R_AAPL,t = β̂₀ + β̂₁ × R_S&P500,t

Finance practitioners refer to this estimated slope as the stock’s beta — a measure of systematic risk. This regression is an application of the market model — a time-series regression of realized stock returns on realized market returns. Finance theory, particularly the Capital Asset Pricing Model (CAPM), motivates this specification. Here, we use it purely as an illustration of OLS mechanics: how the slope, intercept, and R-squared are estimated and interpreted.

Simple vs. Multiple Regression

Simple regression uses a single independent variable. When the analysis requires controlling for additional factors, the model extends to multiple regression.

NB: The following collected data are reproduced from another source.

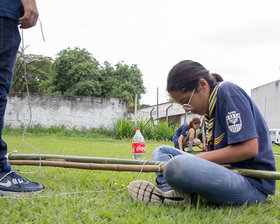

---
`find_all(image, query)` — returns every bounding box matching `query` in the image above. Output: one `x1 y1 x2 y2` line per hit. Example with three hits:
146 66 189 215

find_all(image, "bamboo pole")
8 160 164 172
8 154 161 165
7 158 280 180
228 168 280 180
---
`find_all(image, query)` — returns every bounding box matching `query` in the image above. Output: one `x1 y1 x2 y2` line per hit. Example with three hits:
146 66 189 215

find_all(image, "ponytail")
211 73 223 82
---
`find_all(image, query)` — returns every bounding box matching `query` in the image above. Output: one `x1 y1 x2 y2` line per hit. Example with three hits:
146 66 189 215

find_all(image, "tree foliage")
49 47 101 96
13 47 146 108
99 61 146 108
12 50 52 93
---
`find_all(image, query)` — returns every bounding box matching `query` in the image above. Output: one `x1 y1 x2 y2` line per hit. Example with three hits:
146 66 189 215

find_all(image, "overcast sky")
22 0 280 105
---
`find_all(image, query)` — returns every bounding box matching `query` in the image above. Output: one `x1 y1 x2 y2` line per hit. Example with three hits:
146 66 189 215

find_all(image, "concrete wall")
251 80 280 129
5 93 127 130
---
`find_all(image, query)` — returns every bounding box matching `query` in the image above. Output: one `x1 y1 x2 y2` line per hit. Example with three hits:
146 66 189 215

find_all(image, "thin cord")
39 19 45 42
0 186 129 199
0 29 43 183
8 29 43 177
1 20 170 199
0 155 170 199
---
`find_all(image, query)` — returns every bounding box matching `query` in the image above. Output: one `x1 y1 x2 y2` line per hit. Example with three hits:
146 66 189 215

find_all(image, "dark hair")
188 117 201 128
167 60 223 93
211 73 223 83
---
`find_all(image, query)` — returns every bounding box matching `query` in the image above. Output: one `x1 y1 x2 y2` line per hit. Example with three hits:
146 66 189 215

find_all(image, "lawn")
1 133 280 223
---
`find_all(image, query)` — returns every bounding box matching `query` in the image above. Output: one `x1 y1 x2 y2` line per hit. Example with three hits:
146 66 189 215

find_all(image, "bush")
152 121 176 141
112 118 176 141
3 124 113 138
112 118 135 139
4 118 177 141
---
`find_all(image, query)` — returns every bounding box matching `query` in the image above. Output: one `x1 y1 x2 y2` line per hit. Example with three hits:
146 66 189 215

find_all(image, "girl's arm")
178 135 184 151
196 138 258 164
202 132 207 151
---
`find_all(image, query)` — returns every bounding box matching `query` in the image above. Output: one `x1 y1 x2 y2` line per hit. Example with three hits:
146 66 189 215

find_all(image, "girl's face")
169 78 210 115
193 123 200 130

Understanding the distinction helps you decide which approach fits your research question.

Simple regression gives unbiased estimates only if no omitted variable is both correlated with X and affects Y. When that condition is unlikely to hold, multiple regression provides a path to more credible estimates by explicitly controlling for additional factors.

Common Mistakes in Simple Regression

Simple linear regression is conceptually straightforward, but several common errors can lead to incorrect conclusions. Being aware of these pitfalls helps you interpret results more carefully:

1. Confusing the population model with the sample regression function. The population model Y = β₀ + β₁X + u includes the unobservable error term u and describes the true data-generating process. The sample regression function Ŷ = β̂₀ + β̂₁X produces fitted values from estimated coefficients. The two are conceptually different: the population model is what we are trying to learn about; the sample regression is our best estimate from available data.

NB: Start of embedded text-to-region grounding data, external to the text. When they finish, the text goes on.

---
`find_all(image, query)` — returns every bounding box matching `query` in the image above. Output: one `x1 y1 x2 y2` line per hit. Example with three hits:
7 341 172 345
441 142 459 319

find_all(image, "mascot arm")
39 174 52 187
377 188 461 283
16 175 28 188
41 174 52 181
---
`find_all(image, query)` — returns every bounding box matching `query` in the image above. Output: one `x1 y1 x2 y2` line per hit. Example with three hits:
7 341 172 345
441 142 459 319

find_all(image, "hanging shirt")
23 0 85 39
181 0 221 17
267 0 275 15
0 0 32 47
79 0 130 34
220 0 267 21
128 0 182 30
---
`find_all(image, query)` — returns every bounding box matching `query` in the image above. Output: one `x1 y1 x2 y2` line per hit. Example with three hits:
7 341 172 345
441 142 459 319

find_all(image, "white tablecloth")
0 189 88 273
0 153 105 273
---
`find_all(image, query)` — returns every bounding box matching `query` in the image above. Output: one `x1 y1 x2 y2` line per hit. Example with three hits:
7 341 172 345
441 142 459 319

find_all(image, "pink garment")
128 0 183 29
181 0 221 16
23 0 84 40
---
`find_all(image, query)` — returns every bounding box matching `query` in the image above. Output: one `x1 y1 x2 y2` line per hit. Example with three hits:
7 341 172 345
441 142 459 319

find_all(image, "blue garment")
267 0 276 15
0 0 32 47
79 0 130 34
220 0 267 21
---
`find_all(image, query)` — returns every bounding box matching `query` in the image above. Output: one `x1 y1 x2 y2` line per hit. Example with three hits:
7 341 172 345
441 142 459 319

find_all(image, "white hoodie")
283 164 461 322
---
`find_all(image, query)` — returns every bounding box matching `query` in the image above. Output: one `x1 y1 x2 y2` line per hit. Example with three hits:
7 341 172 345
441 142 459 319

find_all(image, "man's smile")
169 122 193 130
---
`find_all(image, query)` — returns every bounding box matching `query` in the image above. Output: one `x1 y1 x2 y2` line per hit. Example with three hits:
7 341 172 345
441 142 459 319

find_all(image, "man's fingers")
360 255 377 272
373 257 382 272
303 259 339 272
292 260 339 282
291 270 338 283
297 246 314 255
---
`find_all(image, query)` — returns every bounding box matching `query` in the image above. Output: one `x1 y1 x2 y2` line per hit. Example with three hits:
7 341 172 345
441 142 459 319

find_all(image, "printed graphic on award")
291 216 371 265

2. Confusing the error term with the residual. The error term (u) is a theoretical population quantity that we never observe — it represents all unobserved factors affecting Y. The residual (û) is the observable sample analogue, calculated as the difference between actual and fitted values. Properties that hold for residuals (e.g., Σû_i = 0) do not necessarily hold for errors.

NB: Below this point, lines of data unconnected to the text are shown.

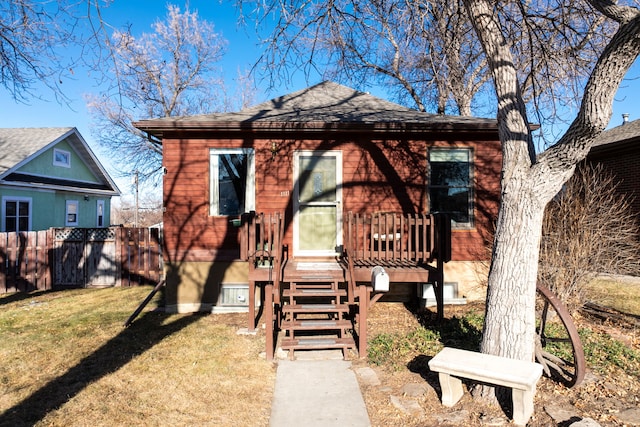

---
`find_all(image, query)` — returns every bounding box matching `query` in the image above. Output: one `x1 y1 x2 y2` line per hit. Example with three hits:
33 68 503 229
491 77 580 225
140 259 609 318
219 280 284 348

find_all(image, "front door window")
294 151 342 256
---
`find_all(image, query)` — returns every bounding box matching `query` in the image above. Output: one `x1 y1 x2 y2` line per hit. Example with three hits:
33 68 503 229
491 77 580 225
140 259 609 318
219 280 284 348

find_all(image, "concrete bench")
428 347 543 426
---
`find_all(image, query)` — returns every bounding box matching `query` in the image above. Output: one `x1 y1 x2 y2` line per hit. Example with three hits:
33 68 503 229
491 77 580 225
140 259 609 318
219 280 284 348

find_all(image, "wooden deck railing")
240 211 285 269
240 212 285 346
346 212 442 264
239 210 451 305
344 211 451 320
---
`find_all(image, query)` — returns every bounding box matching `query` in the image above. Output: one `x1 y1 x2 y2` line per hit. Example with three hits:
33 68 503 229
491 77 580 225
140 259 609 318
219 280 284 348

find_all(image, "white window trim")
209 148 255 216
53 148 71 168
66 200 79 226
292 150 343 257
96 199 106 227
428 147 474 229
1 196 32 232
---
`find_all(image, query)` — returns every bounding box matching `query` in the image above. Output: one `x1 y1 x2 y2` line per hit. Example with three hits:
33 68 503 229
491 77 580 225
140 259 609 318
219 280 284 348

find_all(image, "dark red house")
587 116 640 223
134 82 501 358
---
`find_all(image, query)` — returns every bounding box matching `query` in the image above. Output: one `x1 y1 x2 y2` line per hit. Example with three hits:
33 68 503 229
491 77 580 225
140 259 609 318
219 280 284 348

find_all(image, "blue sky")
2 1 639 202
1 1 299 202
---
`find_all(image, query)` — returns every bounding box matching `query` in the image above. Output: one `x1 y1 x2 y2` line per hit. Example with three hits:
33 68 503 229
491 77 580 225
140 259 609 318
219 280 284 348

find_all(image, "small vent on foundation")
218 284 250 307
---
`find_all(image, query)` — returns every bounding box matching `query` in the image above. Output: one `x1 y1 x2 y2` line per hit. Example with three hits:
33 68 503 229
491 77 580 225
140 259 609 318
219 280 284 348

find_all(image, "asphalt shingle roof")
592 118 640 148
0 127 120 194
134 81 497 135
0 127 73 176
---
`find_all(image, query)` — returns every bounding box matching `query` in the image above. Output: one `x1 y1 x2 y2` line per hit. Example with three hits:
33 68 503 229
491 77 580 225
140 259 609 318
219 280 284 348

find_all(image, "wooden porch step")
282 304 350 314
282 319 352 331
280 337 356 351
295 275 339 281
288 282 339 289
283 288 347 298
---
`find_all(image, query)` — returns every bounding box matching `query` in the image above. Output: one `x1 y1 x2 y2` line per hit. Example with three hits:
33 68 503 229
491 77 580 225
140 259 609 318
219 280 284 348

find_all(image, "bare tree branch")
86 4 233 184
0 1 93 102
239 0 613 130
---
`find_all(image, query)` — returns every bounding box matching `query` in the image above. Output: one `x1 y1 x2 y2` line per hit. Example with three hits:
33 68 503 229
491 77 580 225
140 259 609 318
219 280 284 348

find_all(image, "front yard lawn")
0 287 275 427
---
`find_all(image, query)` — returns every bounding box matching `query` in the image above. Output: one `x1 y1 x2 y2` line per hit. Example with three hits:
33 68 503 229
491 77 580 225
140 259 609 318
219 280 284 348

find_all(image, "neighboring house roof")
0 127 120 195
590 118 640 154
134 81 498 137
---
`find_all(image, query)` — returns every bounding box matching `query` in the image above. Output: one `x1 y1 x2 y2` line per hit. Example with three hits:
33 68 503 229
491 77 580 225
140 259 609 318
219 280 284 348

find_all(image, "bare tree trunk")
461 0 545 366
458 4 640 404
482 185 543 361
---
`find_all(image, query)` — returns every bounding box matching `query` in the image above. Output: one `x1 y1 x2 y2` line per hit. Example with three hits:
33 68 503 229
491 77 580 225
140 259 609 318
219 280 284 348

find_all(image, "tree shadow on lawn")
0 311 203 427
411 303 484 352
404 304 483 395
0 289 66 307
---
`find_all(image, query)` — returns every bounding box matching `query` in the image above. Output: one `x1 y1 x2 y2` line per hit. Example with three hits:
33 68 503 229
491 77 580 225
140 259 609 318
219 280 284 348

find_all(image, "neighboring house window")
428 148 474 228
66 200 79 226
53 148 71 168
209 148 255 216
2 197 31 232
96 200 105 227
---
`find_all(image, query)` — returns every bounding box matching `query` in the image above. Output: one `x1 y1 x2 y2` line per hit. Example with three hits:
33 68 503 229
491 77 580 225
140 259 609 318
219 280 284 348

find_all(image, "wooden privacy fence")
0 227 163 294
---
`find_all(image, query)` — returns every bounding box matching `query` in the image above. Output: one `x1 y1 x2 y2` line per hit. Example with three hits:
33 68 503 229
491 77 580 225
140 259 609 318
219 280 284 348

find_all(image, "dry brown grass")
2 277 638 426
0 287 275 427
360 295 640 426
585 276 640 316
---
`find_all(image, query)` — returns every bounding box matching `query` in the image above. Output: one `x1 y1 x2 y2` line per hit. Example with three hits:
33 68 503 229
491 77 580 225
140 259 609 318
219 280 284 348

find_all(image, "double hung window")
428 148 473 228
66 200 79 226
209 149 255 216
2 197 31 232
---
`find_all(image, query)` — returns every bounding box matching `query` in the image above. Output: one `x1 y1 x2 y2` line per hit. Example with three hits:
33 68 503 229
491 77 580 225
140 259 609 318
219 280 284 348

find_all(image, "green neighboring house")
0 127 120 231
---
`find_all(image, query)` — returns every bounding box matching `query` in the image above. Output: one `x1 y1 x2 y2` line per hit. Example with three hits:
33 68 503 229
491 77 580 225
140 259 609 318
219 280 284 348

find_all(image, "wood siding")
161 131 501 264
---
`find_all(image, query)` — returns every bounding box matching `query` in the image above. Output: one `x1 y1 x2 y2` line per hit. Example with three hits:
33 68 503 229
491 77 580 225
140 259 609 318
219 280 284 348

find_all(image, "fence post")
0 232 7 293
40 230 52 289
7 232 19 292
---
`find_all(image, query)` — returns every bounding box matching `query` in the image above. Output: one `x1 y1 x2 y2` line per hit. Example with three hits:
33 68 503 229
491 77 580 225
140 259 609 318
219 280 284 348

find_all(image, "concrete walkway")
269 355 371 427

3. Interpreting R-squared as prediction accuracy. R-squared measures the proportion of in-sample variation explained by the model, not how accurately the model predicts new data. A model with R² = 0.30 in finance is not “only 30% accurate” — it may still capture the most important economic relationship in the data.

4. Treating association as causation. The OLS slope measures a statistical association. Concluding that X causes changes in Y requires the zero conditional mean assumption E(u|X) = 0 to hold. When omitted factors in u are correlated with X, the slope confounds the effect of X with those omitted influences. For an introduction to causal reasoning in econometrics, see our guide on what is econometrics.

5. Ignoring omitted variable bias. In simple regression, any relevant variable that is excluded from the model and correlated with X will bias the slope estimate. For example, if you regress firm profitability on advertising spending without controlling for firm size, the advertising slope will partly reflect the influence of size. Multiple regression addresses this by adding control variables.